# Agricultural Jobs



## inhisservice (Jan 5, 2009)

Hi all! Is there agricultural jobs in Larnaca? Because there is 
Direct hiring 200farmers to Larnaca frm Phils. Just want to find out bec I am interested to work in Cyprus I finished Master. Of Science in Agricultural Education pls advise me thanjs and God bless!





Krisandemma said:


> Hi everyone,
> 
> my wife and I are plucking up the courage to move sticks to Larnaca from Hastings in the UK. I am just wondering if anyone knows of any accountancy firms around the Larnaca area who may be recruiting?
> 
> Thanks for taking the time to read this


----------



## BabsM (May 24, 2008)

I would have thought agricultural jobs are less likely. I have never seen jobs on farms advertised on the internet or in the Cyprus Mail. From what I can see around me I have the impression that farm owners are struggling to survive and a lot of adricultural land has been sold for development.


----------



## inhisservice (Jan 5, 2009)

*need some advice*

They post in this site<snip> urgent need of 200 farmers in Larnaca Cyprus agriculture grad is a plus just want to make it sure that I will not waste my time,effort and money to go to that agency to process the req. The employer is orthodoxo are u familiar of this pls advise me.God bless you!






TE=BabsM;95965]I would have thought agricultural jobs are less likely. I have never seen jobs on farms advertised on the internet or in the Cyprus Mail. From what I can see around me I have the impression that farm owners are struggling to survive and a lot of adricultural land has been sold for development.[/QUOTE]


----------



## BabsM (May 24, 2008)

I can't see why there should be a shortage of 200 farmers in the Larnaca area as its not that big. If there was a shortage it is government practice to employ locals first before giving visas to immigrants. I suggest you have a look for more info on the internet about the company that is advertising. It sounds odd to me


----------



## inhisservice (Jan 5, 2009)

Hi everyone! frm Philippines

Is anybody familiar Crown-Kins Int'l Services Agency? they ask me for 120,000 for placement fee to Cyprus, they need urgent 200 farmer, they ask me 60,000 pesos down payment and the rest when the visa arrive but i told them i need to think first. Please advice me i need your help, i am wondering too about the name of the employer ORTHODOXOU i searched they have no website i just want to confirm if that job offer listed in their site or even in their Country. From Expat forum in Cyprus they told me that its an odd they never heard about hiring farmer because the agricultural land was sold, don't know if it is true or not. What supposed to be the legal placement fee?

Thank you guys for your reply!















inhisservice said:


> They post in this site<snip> urgent need of 200 farmers in Larnaca Cyprus agriculture grad is a plus just want to make it sure that I will not waste my time,effort and money to go to that agency to process the req.
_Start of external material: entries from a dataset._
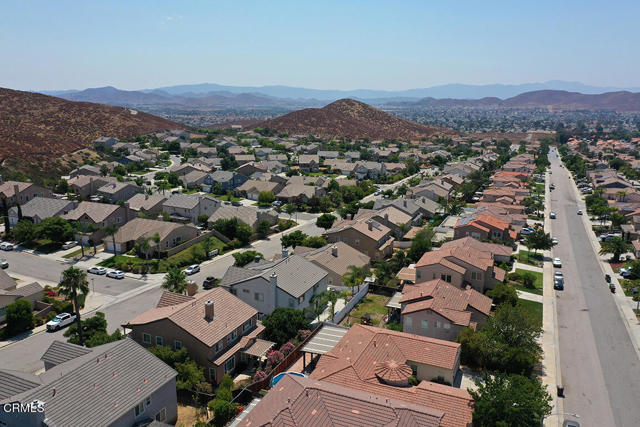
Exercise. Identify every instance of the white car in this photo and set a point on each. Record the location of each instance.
(97, 270)
(192, 269)
(6, 246)
(60, 321)
(69, 244)
(115, 274)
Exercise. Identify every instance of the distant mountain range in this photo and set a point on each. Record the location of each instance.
(348, 117)
(621, 101)
(457, 91)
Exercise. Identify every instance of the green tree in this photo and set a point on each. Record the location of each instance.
(25, 231)
(263, 228)
(314, 242)
(325, 221)
(616, 246)
(175, 281)
(293, 239)
(510, 400)
(421, 243)
(503, 293)
(95, 332)
(244, 258)
(283, 324)
(265, 198)
(19, 317)
(74, 283)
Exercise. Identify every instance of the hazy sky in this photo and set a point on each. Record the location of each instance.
(321, 44)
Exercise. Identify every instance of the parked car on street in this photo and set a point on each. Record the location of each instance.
(115, 274)
(192, 269)
(69, 244)
(209, 282)
(97, 270)
(60, 321)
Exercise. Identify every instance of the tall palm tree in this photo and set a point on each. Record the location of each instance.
(175, 281)
(74, 282)
(110, 230)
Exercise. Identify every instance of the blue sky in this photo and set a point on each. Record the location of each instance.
(322, 44)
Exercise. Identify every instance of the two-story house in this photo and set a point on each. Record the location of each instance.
(289, 282)
(218, 329)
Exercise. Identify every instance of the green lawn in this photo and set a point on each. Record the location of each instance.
(192, 255)
(533, 308)
(372, 304)
(529, 257)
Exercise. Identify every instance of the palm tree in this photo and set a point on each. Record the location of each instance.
(110, 230)
(74, 281)
(616, 246)
(175, 281)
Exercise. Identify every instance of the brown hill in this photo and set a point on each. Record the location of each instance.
(347, 117)
(36, 127)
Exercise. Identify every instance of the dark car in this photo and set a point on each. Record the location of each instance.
(209, 282)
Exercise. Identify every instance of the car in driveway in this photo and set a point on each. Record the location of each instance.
(60, 321)
(97, 270)
(69, 244)
(115, 274)
(192, 269)
(209, 282)
(526, 231)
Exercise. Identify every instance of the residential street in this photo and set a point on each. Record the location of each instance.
(600, 367)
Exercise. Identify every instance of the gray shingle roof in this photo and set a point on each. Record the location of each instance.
(99, 387)
(16, 382)
(60, 352)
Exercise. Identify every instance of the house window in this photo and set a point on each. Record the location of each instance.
(229, 365)
(162, 415)
(139, 409)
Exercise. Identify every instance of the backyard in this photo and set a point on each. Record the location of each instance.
(371, 304)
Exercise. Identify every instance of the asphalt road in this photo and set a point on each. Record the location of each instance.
(25, 354)
(49, 271)
(600, 368)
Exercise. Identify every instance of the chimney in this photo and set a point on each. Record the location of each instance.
(208, 310)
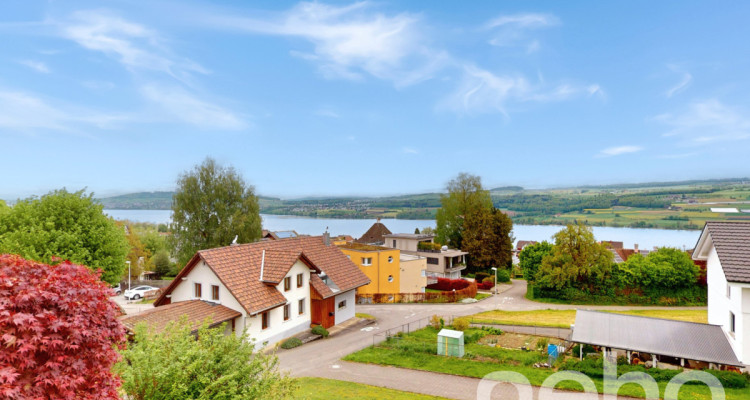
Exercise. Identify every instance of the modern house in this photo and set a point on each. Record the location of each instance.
(384, 268)
(272, 288)
(725, 246)
(441, 261)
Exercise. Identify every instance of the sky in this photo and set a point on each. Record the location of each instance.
(370, 98)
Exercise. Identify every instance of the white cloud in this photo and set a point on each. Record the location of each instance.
(707, 121)
(185, 107)
(481, 91)
(514, 30)
(26, 112)
(37, 66)
(349, 42)
(133, 45)
(684, 82)
(618, 150)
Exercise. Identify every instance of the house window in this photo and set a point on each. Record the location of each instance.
(264, 320)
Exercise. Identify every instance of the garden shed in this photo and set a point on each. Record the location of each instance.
(450, 343)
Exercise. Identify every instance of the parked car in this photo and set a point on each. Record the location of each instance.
(138, 292)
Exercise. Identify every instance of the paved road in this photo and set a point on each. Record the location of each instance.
(322, 358)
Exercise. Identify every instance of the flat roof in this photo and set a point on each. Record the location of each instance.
(680, 339)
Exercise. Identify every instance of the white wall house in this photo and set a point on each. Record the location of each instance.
(270, 284)
(725, 246)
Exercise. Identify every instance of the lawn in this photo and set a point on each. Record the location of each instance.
(324, 389)
(564, 318)
(417, 351)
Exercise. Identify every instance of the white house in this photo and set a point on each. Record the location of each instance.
(725, 246)
(274, 289)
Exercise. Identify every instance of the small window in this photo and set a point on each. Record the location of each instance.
(264, 320)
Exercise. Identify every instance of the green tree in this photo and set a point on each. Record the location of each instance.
(162, 265)
(531, 258)
(65, 225)
(577, 260)
(175, 364)
(465, 196)
(211, 206)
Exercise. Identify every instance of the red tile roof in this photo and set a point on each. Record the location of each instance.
(239, 269)
(196, 312)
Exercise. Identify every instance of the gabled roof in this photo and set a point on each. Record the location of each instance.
(239, 269)
(689, 340)
(374, 234)
(732, 243)
(195, 311)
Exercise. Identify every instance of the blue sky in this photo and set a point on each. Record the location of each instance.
(371, 98)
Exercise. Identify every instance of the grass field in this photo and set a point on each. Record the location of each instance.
(564, 318)
(325, 389)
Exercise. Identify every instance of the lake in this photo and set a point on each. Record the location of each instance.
(645, 238)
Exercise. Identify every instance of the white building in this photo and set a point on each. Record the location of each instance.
(275, 288)
(725, 246)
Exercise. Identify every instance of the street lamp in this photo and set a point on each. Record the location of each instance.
(495, 287)
(128, 262)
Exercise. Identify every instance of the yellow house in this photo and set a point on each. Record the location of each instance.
(380, 264)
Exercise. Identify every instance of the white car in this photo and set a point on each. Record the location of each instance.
(138, 292)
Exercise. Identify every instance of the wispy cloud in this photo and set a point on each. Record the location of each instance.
(180, 105)
(514, 30)
(349, 42)
(618, 150)
(481, 91)
(25, 112)
(707, 121)
(684, 82)
(133, 45)
(37, 66)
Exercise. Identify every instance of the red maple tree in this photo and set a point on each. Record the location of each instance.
(59, 332)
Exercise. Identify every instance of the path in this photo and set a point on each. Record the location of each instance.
(322, 358)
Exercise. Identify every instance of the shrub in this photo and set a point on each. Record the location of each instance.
(291, 343)
(320, 331)
(460, 324)
(60, 332)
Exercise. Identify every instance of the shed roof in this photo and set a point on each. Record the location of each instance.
(689, 340)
The employer is orthodoxo are u familiar of this pls advise me.God bless you!
> 
> 
> 
> ...


[/QUOTE]


----------



## Veronica (Apr 5, 2008)

I am sorry to say that this sounds like a scam to me.
These people are just preying on people like yourself who want to make a better life for themselves. They will take your money and the money from many others and then dissappear.
Do not send them any money. If the jobs were really genuine and thefarmers were so desperate for workers they would not be asking you for money, thefarmers would be paying agencies to find them workers.

Veronica


----------